Das ist wohl stark übertrieben.

Gerade bei Kirchen hat es immer Veränderungen und Anpassungen an die Aussenwelt gegeben. Immerhin hat sich der einst monolithische Block der katholischen Kirche gespalten. Das war eine Reaktion auf Missstände.

Heute werden z.B. die Missbrauchsvorwürfe gegen Priester thematisiert und geahndet. Noch vor kurzem wurde das gedeckelt.

Oder nehmen wir die Haltung zum Nationalsozialismus. Oder noch früher zu Vaterland und Krieg. In den letzten Jahren haben sich gerade die evangelischen Kirchen als Kraft der Friedensbewegung etabliert.

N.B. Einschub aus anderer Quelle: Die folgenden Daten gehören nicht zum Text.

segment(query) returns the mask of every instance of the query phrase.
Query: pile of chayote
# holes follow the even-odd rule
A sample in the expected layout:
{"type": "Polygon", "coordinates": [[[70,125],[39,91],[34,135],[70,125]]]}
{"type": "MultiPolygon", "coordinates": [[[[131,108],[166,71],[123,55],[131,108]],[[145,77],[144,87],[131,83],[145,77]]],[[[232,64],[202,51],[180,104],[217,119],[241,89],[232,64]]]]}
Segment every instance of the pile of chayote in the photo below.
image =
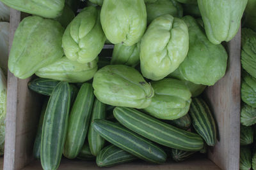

Leider kommt der Anstoss dafür meist von aussen und wird dann von aufgeschreckten Kräften in der Kirche weiterverfolgt. Ebenso gibt es Kräfte, die das Rad gerne zurückdrehen wollen.

Die Christen sind eben ein munteres Völkchen und man kann sie nicht über einen Kamm scheeren.

Ich kenne Pfarrer, die im Januar zur Liebknecht-Luxemburg-Ehrung gehen und Antikommunisten, denen es bei der Vorstellung graust.